Em junho de 2026, a ServiceNow comunicou a alguns clientes corporativos que uma falha em sua plataforma havia permitido que usuários sem credenciais acessassem dados hospedados em instâncias específicas. A correção foi aplicada em 5 de junho, mas o episódio ocorreu logo antes do anúncio, em 11 de junho, de uma parceria ampliada entre a ServiceNow e a IBM para preparar dados empresariais em escala para aplicações de inteligência artificial. O que une essas duas notícias é a tensão entre a promessa de automação inteligente e a necessidade de proteger informações sensíveis que alimentam esses sistemas.

Quando a porta digital fica entreaberta

A falha permitiu que, em determinadas circunstâncias e especialmente em clientes que utilizavam a versão da plataforma para a Austrália ou configurações específicas, qualquer pessoa na internet pudesse obter acesso maior do que o previsto a registros armazenados. Pesquisadores de segurança, participantes de programas de bug bounty, identificaram o problema entre 3 e 4 de junho e submeteram relatórios que levaram à correção rápida em 5 de junho. O episódio lembra que, mesmo plataformas maduras que gerenciam fluxos de trabalho complexos de grandes organizações, podem apresentar brechas quando atualizações ou personalizações alteram o comportamento esperado de autenticação.

Para quem depende diariamente de sistemas como o da ServiceNow para orquestrar processos de TI, RH ou atendimento ao cliente, a pergunta que surge é direta: como garantir que os dados que alimentam automações futuras permaneçam sob controle mesmo quando novas integrações são adicionadas.

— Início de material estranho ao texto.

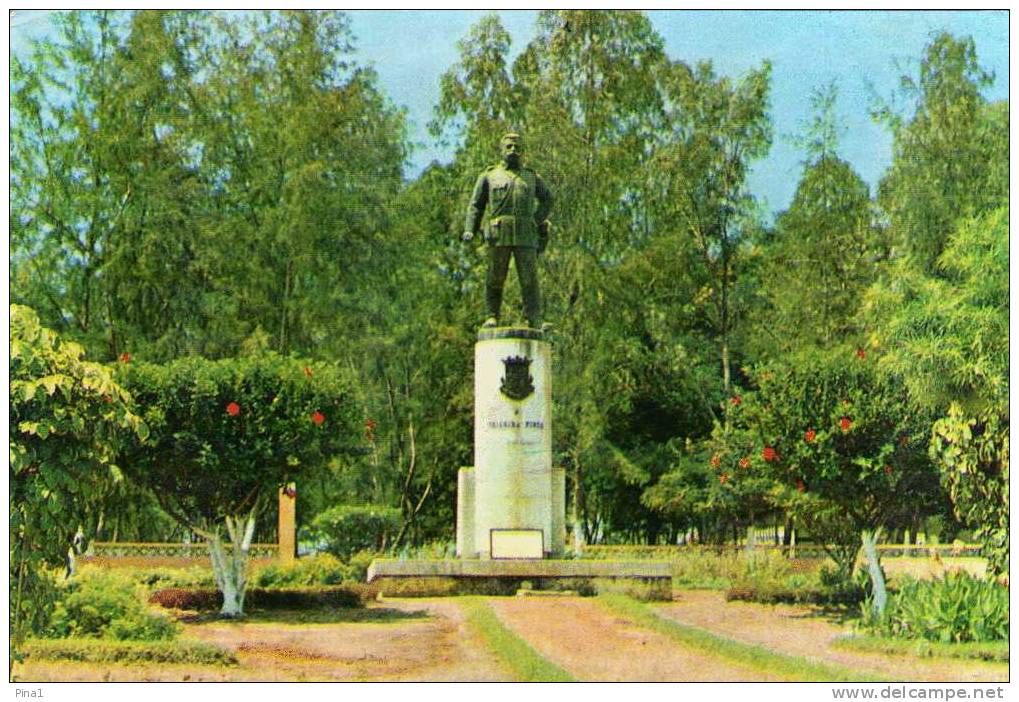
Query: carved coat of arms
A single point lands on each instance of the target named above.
(518, 382)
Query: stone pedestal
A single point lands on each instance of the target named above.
(286, 538)
(516, 494)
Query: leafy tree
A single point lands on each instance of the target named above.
(67, 419)
(227, 434)
(104, 191)
(949, 155)
(301, 156)
(832, 424)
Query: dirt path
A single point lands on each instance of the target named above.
(413, 640)
(805, 632)
(593, 644)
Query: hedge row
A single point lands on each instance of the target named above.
(276, 598)
(769, 595)
(103, 651)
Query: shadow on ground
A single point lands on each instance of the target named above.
(323, 615)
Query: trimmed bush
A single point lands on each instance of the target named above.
(93, 651)
(346, 529)
(100, 604)
(997, 651)
(957, 607)
(276, 598)
(321, 569)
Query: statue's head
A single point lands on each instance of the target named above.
(512, 147)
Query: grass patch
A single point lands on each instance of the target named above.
(757, 657)
(127, 652)
(997, 651)
(517, 654)
(352, 595)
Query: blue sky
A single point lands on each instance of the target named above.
(862, 52)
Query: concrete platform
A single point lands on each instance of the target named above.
(645, 580)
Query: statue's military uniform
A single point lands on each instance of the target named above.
(518, 204)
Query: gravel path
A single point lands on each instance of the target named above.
(439, 646)
(803, 631)
(593, 644)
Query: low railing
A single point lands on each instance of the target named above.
(114, 549)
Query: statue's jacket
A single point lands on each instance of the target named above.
(517, 202)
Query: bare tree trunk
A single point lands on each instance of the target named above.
(880, 594)
(229, 569)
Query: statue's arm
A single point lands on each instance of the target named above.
(475, 210)
(544, 198)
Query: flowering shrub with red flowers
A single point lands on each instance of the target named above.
(826, 425)
(225, 435)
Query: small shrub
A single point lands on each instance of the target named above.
(160, 578)
(776, 584)
(93, 651)
(321, 569)
(957, 607)
(100, 604)
(188, 598)
(346, 529)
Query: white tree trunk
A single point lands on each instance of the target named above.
(869, 539)
(229, 568)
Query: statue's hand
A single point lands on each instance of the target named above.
(542, 235)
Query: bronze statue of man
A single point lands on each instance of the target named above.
(518, 205)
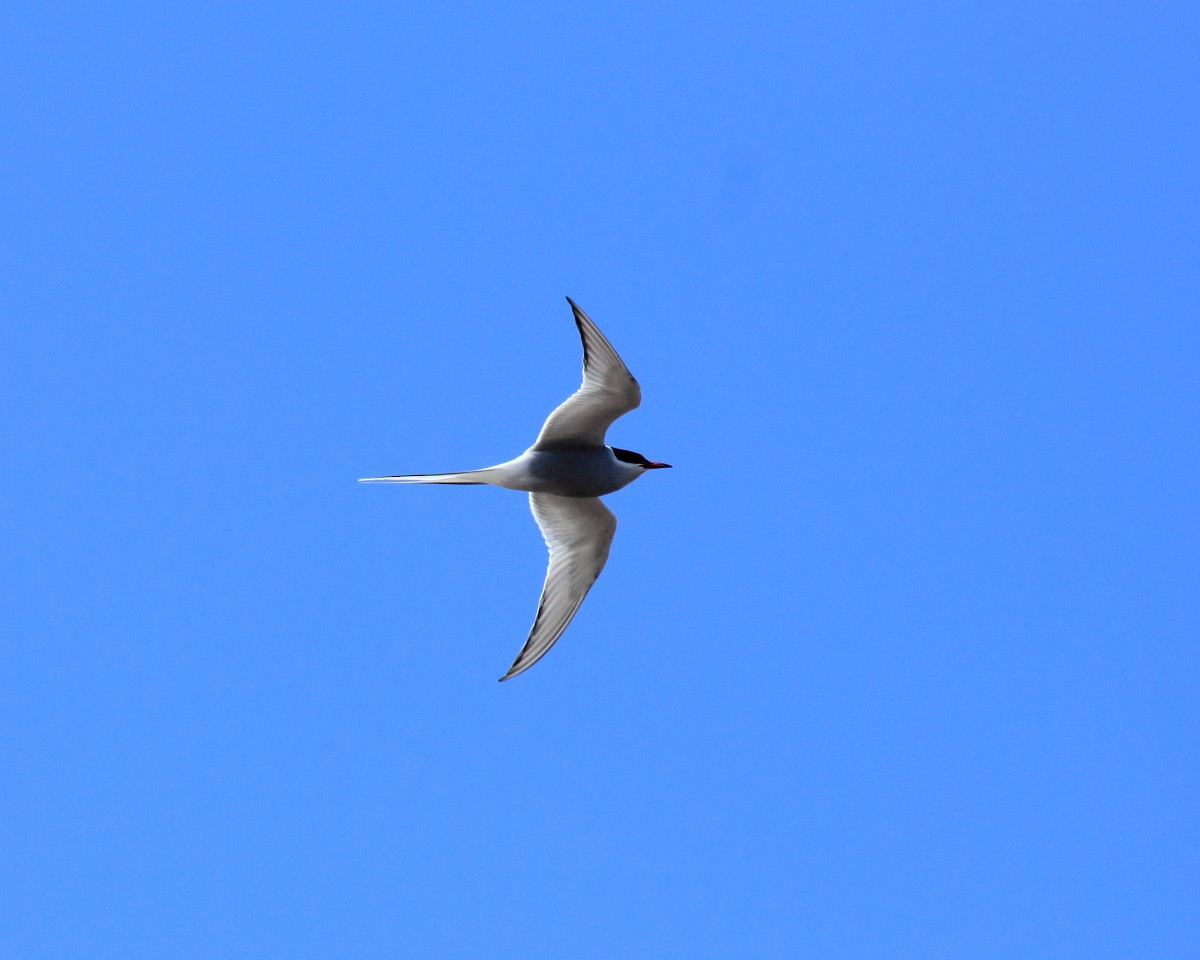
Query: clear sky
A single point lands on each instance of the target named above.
(899, 661)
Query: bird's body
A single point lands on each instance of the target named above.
(565, 473)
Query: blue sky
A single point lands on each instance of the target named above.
(899, 661)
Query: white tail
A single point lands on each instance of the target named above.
(469, 477)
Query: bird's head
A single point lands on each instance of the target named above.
(629, 456)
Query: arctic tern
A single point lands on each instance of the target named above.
(565, 473)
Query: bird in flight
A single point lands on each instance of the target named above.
(567, 472)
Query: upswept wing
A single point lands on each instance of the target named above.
(609, 390)
(577, 532)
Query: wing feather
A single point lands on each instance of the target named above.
(609, 390)
(579, 533)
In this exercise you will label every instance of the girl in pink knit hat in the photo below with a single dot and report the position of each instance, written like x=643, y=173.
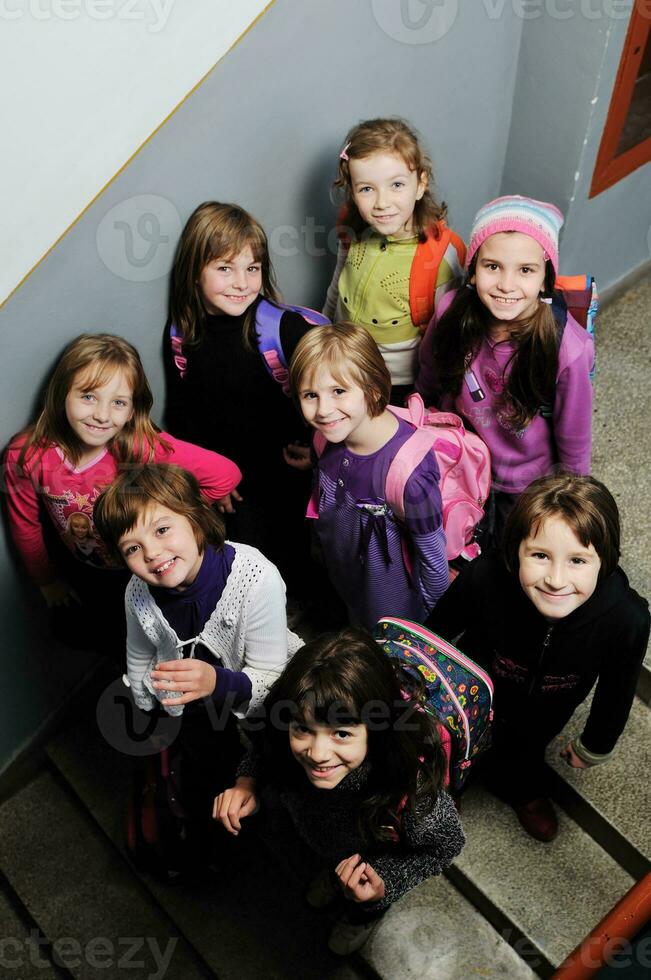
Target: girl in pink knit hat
x=506, y=355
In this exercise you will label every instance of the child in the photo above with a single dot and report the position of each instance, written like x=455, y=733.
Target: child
x=397, y=258
x=379, y=567
x=360, y=769
x=226, y=399
x=206, y=622
x=94, y=423
x=547, y=620
x=514, y=367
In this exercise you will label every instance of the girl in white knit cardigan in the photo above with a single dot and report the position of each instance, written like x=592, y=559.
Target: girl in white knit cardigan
x=206, y=619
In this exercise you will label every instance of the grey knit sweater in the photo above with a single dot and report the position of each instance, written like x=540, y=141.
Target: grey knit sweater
x=328, y=821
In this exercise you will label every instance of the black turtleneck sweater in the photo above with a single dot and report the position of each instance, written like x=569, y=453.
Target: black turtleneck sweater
x=228, y=402
x=542, y=670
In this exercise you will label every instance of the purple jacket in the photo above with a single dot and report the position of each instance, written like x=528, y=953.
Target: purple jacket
x=362, y=542
x=518, y=457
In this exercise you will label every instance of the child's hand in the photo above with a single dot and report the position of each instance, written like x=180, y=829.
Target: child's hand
x=572, y=758
x=195, y=679
x=59, y=593
x=297, y=456
x=235, y=803
x=359, y=881
x=225, y=504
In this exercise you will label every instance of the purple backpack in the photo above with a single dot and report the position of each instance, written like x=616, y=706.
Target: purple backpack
x=459, y=692
x=267, y=327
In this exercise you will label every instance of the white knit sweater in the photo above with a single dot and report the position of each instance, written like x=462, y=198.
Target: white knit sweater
x=247, y=631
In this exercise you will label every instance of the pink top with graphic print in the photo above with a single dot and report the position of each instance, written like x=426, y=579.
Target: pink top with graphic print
x=66, y=490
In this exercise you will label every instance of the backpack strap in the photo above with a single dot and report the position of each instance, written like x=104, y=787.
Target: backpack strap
x=319, y=442
x=180, y=359
x=424, y=274
x=267, y=327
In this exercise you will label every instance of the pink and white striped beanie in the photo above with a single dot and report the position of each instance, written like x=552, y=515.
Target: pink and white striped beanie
x=539, y=220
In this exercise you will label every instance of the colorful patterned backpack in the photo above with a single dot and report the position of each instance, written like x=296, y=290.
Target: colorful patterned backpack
x=459, y=692
x=267, y=327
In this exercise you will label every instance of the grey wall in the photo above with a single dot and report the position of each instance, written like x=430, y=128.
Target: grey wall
x=263, y=130
x=564, y=83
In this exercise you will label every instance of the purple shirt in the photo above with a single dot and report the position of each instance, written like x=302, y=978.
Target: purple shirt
x=362, y=540
x=188, y=610
x=520, y=456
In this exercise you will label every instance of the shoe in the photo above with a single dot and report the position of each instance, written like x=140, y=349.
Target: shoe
x=538, y=819
x=321, y=891
x=346, y=937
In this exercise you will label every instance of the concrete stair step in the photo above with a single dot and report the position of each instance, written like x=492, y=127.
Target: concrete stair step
x=644, y=682
x=248, y=923
x=90, y=907
x=433, y=933
x=551, y=894
x=20, y=952
x=612, y=801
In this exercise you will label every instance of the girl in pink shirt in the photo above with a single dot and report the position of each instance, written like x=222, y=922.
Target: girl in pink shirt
x=95, y=423
x=506, y=354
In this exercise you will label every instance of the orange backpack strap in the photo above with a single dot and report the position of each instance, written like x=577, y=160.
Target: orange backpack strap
x=581, y=298
x=341, y=224
x=425, y=271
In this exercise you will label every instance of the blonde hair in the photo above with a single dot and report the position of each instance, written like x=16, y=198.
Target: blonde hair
x=586, y=506
x=129, y=497
x=389, y=136
x=215, y=231
x=350, y=354
x=96, y=357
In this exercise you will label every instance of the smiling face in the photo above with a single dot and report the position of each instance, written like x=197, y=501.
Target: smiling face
x=385, y=191
x=338, y=409
x=79, y=526
x=96, y=415
x=161, y=548
x=231, y=285
x=510, y=275
x=557, y=572
x=327, y=754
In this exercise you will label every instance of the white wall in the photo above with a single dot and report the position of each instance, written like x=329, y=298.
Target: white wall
x=90, y=80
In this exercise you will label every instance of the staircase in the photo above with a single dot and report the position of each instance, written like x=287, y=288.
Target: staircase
x=71, y=906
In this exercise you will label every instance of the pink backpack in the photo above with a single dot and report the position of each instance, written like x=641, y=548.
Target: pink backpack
x=464, y=466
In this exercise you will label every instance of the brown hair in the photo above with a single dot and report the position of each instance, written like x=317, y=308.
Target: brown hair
x=351, y=355
x=215, y=231
x=129, y=497
x=389, y=136
x=96, y=358
x=586, y=506
x=534, y=365
x=342, y=679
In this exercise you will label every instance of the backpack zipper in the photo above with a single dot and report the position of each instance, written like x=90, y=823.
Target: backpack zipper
x=543, y=651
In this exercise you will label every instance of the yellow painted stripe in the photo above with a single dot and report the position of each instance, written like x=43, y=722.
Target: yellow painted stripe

A resposta começa pela compreensão de que cada camada de IA introduzida exige controles de acesso revisados, algo que relatórios anteriores da própria IBM já haviam sinalizado em contextos semelhantes.

A parceria que promete organizar o caos dos dados

Poucos dias depois da correção do bug, IBM e ServiceNow anunciaram a expansão de sua colaboração de vários anos. O objetivo declarado é resolver o problema de dados prontos para IA e modernizar camadas de aplicações legadas. A combinação une as capacidades de inteligência artificial, governança de dados e automação da IBM com a plataforma de IA da ServiceNow, com soluções conjuntas previstas para a segunda metade de 2026. Uma das primeiras extensões práticas será a integração do Workflow Data Fabric da ServiceNow com a tecnologia watsonx.data da IBM, permitindo que empresas governem melhor o fluxo de informações que alimentarão agentes de IA.

Essa iniciativa responde a uma dor concreta: muitas organizações acumulam dados em silos ou em formatos inadequados para modelos de IA, o que limita o valor das automações. Ao mesmo tempo, o incidente de segurança recente mostra que a pressa em integrar novas ferramentas sem revisar permissões pode expor exatamente os ativos que se deseja valorizar. A lição prática é que projetos de IA empresarial ganham robustez quando a governança de dados é tratada como etapa inicial, não como ajuste posterior.

O que muda na prática para equipes que já usam a plataforma

Empresas afetadas pela falha receberam notificações específicas e puderam aplicar a atualização sem interrupções maiores, segundo os comunicados oficiais. Para equipes de segurança e operações, o episódio reforça a importância de monitorar comunicados de segurança da ServiceNow e de testar configurações após cada atualização. A parceria com a IBM, por sua vez, oferece um caminho para estender a visibilidade sobre dados, mas exige que os mesmos controles de acesso sejam mantidos ou aprimorados durante a implementação das novas soluções.

Uma analogia útil é pensar no sistema como uma biblioteca digital: a parceria IBM-ServiceNow pretende organizar os livros em prateleiras inteligentes que recomendam leituras relevantes automaticamente, mas o bug recente mostrou que, por alguns dias, qualquer visitante poderia ter folheado volumes que deveriam estar trancados. A solução não está em fechar a biblioteca, mas em reforçar as fechaduras antes de instalar os novos sistemas de recomendação.